Солнце еще не выпило из земли жирного запаха весенней гнили, а Яков Алексеевич уже снаряжал сынов, и в четверг, чуть рассвело, выехали в степь. Степка погонял быков, Максим ходил за плугом. Два дня жили в степи за восемь верст от дома. По ночам давили морозы, трава обрастала инеем, земля, скованная ледозвоном, отходила только к полудню, и две пары быков, пройдя два - три загона, становилась на постав; над мокрыми спинами клубами пенился пар, бока тяжело вздымались. Максим, очищая с сапог налипшую грязь, косился на отца, хрипел простуженным голосом:
- Ты, батя, с роду так… Ну, рази это пахота? Это увечье, а не работа! Скотину порежем, начисто… Ты погляди кругом, окромя нас, пашет хоть одна душа?
Яков Алексеевич палочкой скреб лемеши, гундосил:
- Ранняя пташка носик очищает, а поздняя глазки протирает. Так-то говорят старые люди, а ты, молодой, разумей!
- Какая там пташечка! - кипятился Максим. - Она, эта самая пташечка, будь она трижды анафема, не сеет, не жнет и не пашет в таковскую погоду, а ты, батя… Да што там… Кхе-хе… Кхе!..
- Ну, отдохнули, трогай, сынок, с богом!
- Чево там трогай, налево, кругом и марш домой!
- Трогай, Степан!
Степка арапником вытягивал сразу обоих борозденных. Плуг, словно прилипая к земле, скрипел, судорожно подрагивал и полз, лениво отваливая тонкие пласты грязи.
* * *
С того дня, как стал Степка комсомольцем, откололась от него семья. Сторонились и чуждались, словно заразного. Яков Алексеевич открыто говорил:
- Теперь, Степан, не будет прежнево ладу. Ты нам навроде как чужой стал… Богу не молишься, постов не блюдешь, батюшка с молитвой приходил, так ты и под святой крест не подошел… Разве ж это дело? Опять же хозяйство, при тебе слово лишнее опасаешься сказать… Раз уже завелась в дереве червоточина - погибать ему, в труху превзойдет, ежели во-время не вылечить. А лечить надо строго, больную ветку рубить не жалеючи… В писании и то сказано.
- Мне из дому итить некуда - отвечал Степка. - На этот год на службу уйду, вот и развяжу вам руки.
- Из жилья мы тебя не выгоняем, но поведенье свое брось! Нечего тебе по собраньям шляться, на губах еще не обсохло, а ты туда же рот раззеваешь. Люди в глаза мне смеются через тебя, поганца.

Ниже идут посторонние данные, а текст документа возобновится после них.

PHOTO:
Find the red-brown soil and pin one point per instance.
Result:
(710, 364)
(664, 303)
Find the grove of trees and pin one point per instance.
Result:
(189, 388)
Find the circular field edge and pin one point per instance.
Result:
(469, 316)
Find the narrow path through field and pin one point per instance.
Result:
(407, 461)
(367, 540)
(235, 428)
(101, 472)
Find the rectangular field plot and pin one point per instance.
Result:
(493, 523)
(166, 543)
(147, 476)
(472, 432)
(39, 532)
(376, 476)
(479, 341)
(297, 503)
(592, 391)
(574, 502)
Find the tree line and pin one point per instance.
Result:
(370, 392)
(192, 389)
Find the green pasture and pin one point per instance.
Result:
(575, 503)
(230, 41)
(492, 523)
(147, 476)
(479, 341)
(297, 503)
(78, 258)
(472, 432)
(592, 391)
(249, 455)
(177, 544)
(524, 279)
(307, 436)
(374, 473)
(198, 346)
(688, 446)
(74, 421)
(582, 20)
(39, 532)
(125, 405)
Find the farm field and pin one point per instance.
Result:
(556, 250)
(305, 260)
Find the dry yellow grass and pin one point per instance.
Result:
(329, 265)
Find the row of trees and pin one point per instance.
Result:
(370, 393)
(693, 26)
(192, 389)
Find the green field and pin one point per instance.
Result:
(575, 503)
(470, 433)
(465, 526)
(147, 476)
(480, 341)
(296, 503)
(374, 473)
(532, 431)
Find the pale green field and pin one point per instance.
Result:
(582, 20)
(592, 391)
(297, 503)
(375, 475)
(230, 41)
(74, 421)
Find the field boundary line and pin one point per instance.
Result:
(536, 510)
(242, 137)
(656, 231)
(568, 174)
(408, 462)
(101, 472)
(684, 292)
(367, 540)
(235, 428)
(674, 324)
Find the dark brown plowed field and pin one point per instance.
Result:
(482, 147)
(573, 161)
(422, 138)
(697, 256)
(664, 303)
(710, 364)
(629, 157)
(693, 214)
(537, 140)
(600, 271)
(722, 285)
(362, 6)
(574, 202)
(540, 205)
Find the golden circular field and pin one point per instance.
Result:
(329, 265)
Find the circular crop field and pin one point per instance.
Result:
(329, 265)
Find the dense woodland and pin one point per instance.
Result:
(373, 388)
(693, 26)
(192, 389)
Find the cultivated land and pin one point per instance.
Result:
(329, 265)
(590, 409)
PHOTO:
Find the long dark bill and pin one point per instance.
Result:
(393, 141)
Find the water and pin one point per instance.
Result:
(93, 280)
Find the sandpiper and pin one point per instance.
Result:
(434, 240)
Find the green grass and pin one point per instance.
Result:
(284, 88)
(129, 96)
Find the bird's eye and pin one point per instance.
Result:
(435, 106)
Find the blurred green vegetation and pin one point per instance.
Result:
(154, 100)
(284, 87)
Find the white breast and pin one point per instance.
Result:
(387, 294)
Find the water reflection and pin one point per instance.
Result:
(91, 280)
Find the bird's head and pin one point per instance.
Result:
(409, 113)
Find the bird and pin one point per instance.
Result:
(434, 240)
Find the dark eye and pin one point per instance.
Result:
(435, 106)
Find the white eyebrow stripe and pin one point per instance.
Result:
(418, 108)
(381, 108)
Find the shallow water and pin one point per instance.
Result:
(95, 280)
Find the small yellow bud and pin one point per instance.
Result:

Старик, разговаривая со Степкой, багровел, едва сдерживал волнение, а Степка, глядя на холодные отцовы глаза, на жесткие по-звериному изломы губ, вспоминал упреки ребят-комсомольцев:
- Обуздай отца, Степка. Ведь он разоряет бедноту, скупая под весну за бесценок сельскохозяйственные орудия. Стыдно.
И Степка, вспоминая, действительно краснел от жгучего стыда, чувствовал, что в сердце нет уже ни прежней кровной любви, ни жалости к этому беспощадному деру, - к человеку, который зовется его отцом.
Будто каменной глухой стеной отгородилась от Степки семья. Не перелезть эту стену, не достучаться…
Отчуждение постепенно переходило в маленькую сначала злобу, а злобу сменила ненависть. За обедом, случайно подняв глаза, встречал Степка ледянистые глаза Максима, переводил взгляд на отца и видел, как под сумчатыми веками Якова Алексеевича загораются злобные огоньки, в руке начинает дрожать ложка. Даже мать и та стала смотреть на Степку равнодушным, невидящим взглядом. Кусок застревал у парня в горле, непрошенные слезы жгли глаза, валом вставало глухое рыдание. Скрепясь, наскоро дообедывал и уходил из дома.
По ночам часто Степке снился один и тот же сон: будто хоронят его где-то в степи, под песчаным увалом. Кругом незнакомые, чужие люди, на увале растут сухобылый бурьян и остролистый змеиный лук. Отчетливо, как на яву, видел Степка каждую веточку, каждый листик…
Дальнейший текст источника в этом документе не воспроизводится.